Our review of Devil, published December 17th, 2010, is also available.
Take the ride of your life…your soul just may depend on it.
During the last half of 2010 viewers had two choices when it came to M. Night Shyamalan films: the vapid children's action adventure The Last Airbender (based on the Nickelodeon cartoon series of the same name) or the M. Night produced adult thriller Devil, which the aforementioned director also snagged a story credit on. Devil is now available on Blu-ray care of Universal Home Entertainment.
Facts of the Case
So you've just stepped inside of an elevator with four other complete strangers. Suddenly there is technical malfunction. You look around and start to suspect that someone is not who they seem. Could it be the seemingly mild mannered old lady (Jenny O'Hara, Wishmaster)? Maybe the tough security guard (Bookeem Woodbine, Ray)? How about the attractive twenty-something (Bojana Novakovic, Edge of Darkness)? The creepy salesman (Geoffrey Arned, (500) Days of Summer)? Or maybe it's the quiet mechanic (Logan Marshall-Green, Brooklyn's Finest)? Either way, you're about to find out what hell on earth is like in one of earth's most cramped and confined spaces.
Devil is a lot better than you think it's going to be. If you were like me you saw the name "M. Night Shyamalan" in the ads and thought Devil was going to be yet another of Mr. Night's horrible attempts at cinematic greatness (something that slipped through his hands only a few movies out from his debut smash, The Sixth Sense). The promotional material for Devil made it look it would be a terror show of the highest degree—an all out kitchen sink horror-thon filled with grotesque visions to keep you up until the wee hours.
That, of course, is where the marketing people got it wrong. Once again, whoever was in charge of producing a trailer for this movie made it seem as if audiences were getting something very different than what the end product was (and I swear it played before almost every movie I saw this past summer). The fact of the matter is Devil is an intense, intimate thriller that feels a lot more like a made-for-TV movie than a big budget psychological thrill ride. To be clear, this isn't a complaint—the film works well for what it is. Director John Eric Dowdle—who also made the remake Quarantine—keeps things clipping along at a devilish pace (sorry, couldn't resist the pun). There isn't a lot of fat to Devil; the film is under 90 minutes and uses all its running time to wring maximum scares out of minimal space.

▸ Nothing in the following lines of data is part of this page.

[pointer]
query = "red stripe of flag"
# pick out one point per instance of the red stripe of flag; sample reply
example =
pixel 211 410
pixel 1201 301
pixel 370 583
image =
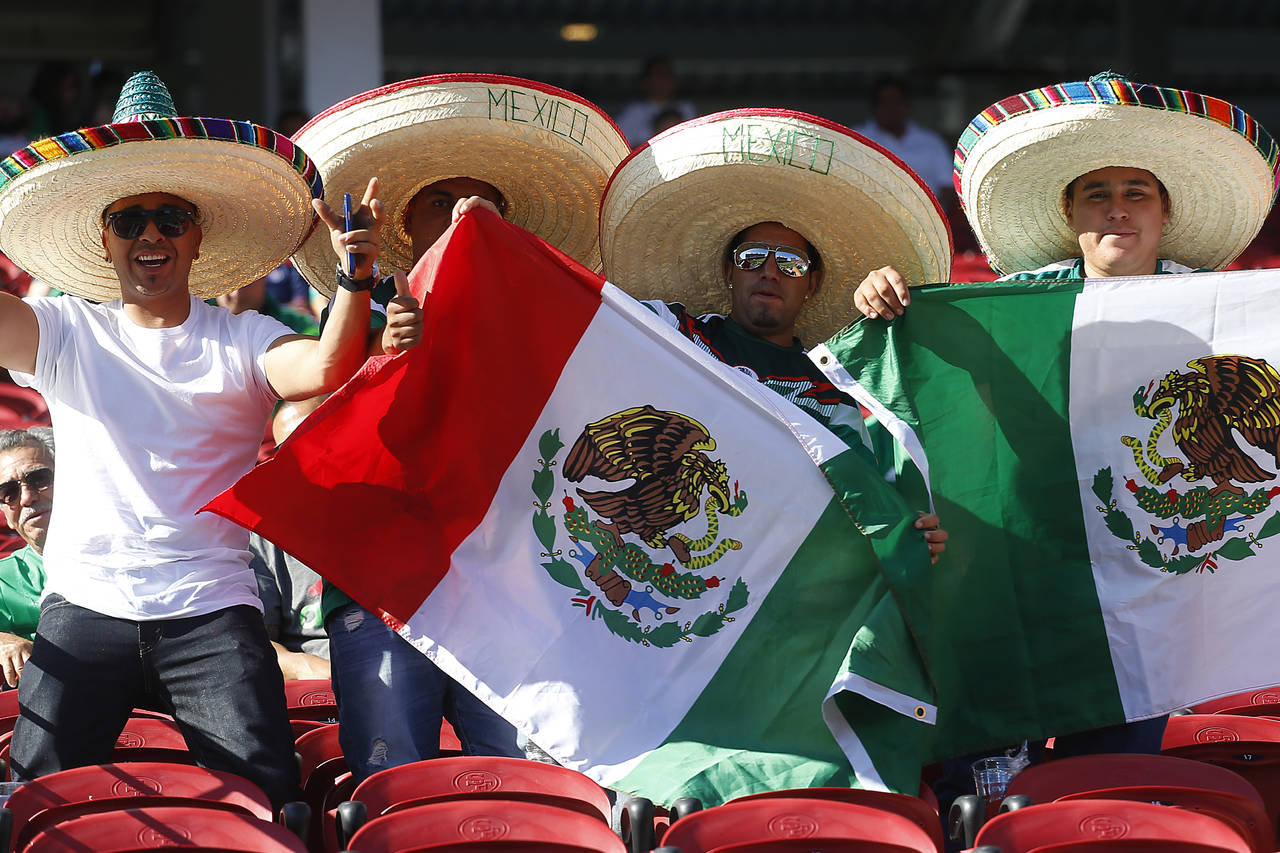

To be honest, the less said about the plot the better. Even though I saw the trailer for Devil dozens of times, I didn't really know much about it except that five people are trapped in an elevator and someone may not be who they say they are. The actors all do fine work with their roles—no one is a real stand out here, but what they do is enough to inject the story with credibility and believable characters. I especially liked the underused Matt Craven (a character actor you've seen in everything from Meatballs to A Few Good Men) as a security surveillance operator who is doubtful that Old Scratch may be hanging out in a high rise elevator even after some spooky images blaze across his TV screen.
If the film has a real downfall it's that the ending is far less interesting than the initial build-up. Obviously, I won't spoil it for those who haven't seen it yet, but I wasn't all that shocked by what happens when the final act came to a close. Much like Shyamalan's previous outings (including a twist ending that you may not see coming) there is some heavy handed life lessons here that are about as subtle as the Road Runner dropping a brick on Wyle E. Coyote's head.
I can recommend this movie to those who like to be toyed with during their movie going experience. It's certainly nothing that will break any cinematic boundaries—people trapped in an isolated space with evil is about as old as Moses' beard. Yet I have to admit that I found myself drawn in and interested as to what would happen next. When a movie does that for more than an hour, it gets my stamp of approval.
Devil is presented in 2.40:1 1080p widescreen and this transfer looks great. The colors are all well saturated and the black levels are solid. While this isn't going to pop out and grab you like some other big budget affairs, overall what fans get is a very good looking image. The soundtrack is presented in DTS-HD Master Audio 5.1 and does a very good job of ratcheting up the scares when needed. The surround speakers were often engaged during moments of tension, and the effect is a rollicking good time. Also included on this disc is a DVS Spanish mix in 2.0, a French DTS 5.1 mix, an English 2.0 mix, plus English, Spanish and French subtitles.
The extra features on this Blu-ray disc are about as slim as the Devil's pitchfork. All fans get are about four minutes of deleted scenes, a three minute EPK with some talking head interviews, merely two minutes of UCLA Folklore and Mythology Professor Ysamur Flores talking about Beelzebub, and "The Night Chronicles" where M. Night discusses what he'd like to see happen with his new creation (all of this will run you about 10 minutes of your time). Finally there is also some BD Live content available as well as a digital copy of the film.
Devil is not a perfect movie, but it is fun if you bring your expectations down a few notches. Universal's work on this disc is good, if not above and beyond.
If I found the Devil guilty, I would fear for my soul.